* * *
* * *
А когда в стороне передовой смолкла дальнобойная, а в предзимнем леску стало рассветать, раненые солдаты, кто чем мог, копали могилу. Даже слепой наводчик Сивашов выгребал руками землю, которую наковыривал финкой разведчик Могутов. Не работали только трое: Леша Огарьков, пехотный сержант Козырев и солдат из похоронной команды. Леша лежал с обгорелым боком, с какой-то давней домашней улыбкой на губах. Морщин на лице уже не было, смерть вернула ему молодую красоту. Из-за борта шинели торчала последняя Братунова подкова, стесанная до ледяного блеска.
— Верил все-таки, мил солдатик, — Оградин посунул подкову подальше за борт, чтоб не выпала при захоронке.
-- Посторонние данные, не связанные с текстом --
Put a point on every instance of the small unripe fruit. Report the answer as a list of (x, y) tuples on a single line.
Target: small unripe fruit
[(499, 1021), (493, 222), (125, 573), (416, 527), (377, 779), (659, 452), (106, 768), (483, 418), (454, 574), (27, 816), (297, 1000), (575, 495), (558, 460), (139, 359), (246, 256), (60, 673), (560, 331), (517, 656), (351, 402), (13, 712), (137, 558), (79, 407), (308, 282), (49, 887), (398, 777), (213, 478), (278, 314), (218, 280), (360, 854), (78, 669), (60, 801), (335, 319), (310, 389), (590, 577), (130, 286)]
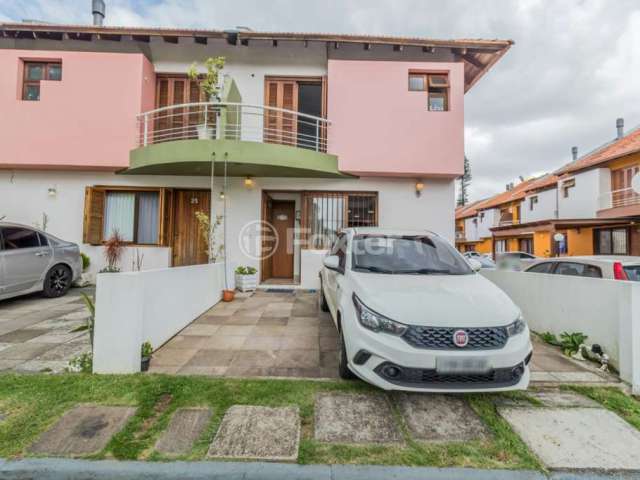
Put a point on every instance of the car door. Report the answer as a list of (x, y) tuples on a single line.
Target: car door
[(332, 277), (25, 259)]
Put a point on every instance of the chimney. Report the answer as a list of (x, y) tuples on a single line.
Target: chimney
[(97, 9), (620, 128)]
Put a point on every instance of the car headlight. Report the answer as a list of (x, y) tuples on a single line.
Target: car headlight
[(376, 322), (516, 327)]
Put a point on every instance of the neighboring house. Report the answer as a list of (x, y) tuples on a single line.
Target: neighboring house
[(590, 202), (102, 130)]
Сержант, видно, не мучился, лишь при последнем вздохе сорвал повязку с разбитой челюсти. И теперь он черным ртом будто нашептывал всем-всем что-то злое и ненавистное. Оградин поправил повязку на лице сержанта и со всегдашней виноватостью проговорил, отвечая покойному:
— Солдат на солдатов не должон серчать, мил командир.
Старичок-солдат из похоронной по-прежнему сидел «барином». Пилотка съехала ему на глаза и жестяной звездочкой уперлась в костлявую горбатинку переносицы. Штыковую лопату он держал между колен, привалив держак к груди, как винтовку. В побелевших руках старика — солдатский бумажник, сшитый из лоскутка плащ-палатки. У самых ботинок валялась глянцевитая довоенная фотография. На ней пограничник с верховым конем и собакой. Вспомнил Оградин, как старик гордился с вечера сыном, просил молодых, когда пойдут через границу на Германию, чтоб поспрашивали такого или поискали могилку.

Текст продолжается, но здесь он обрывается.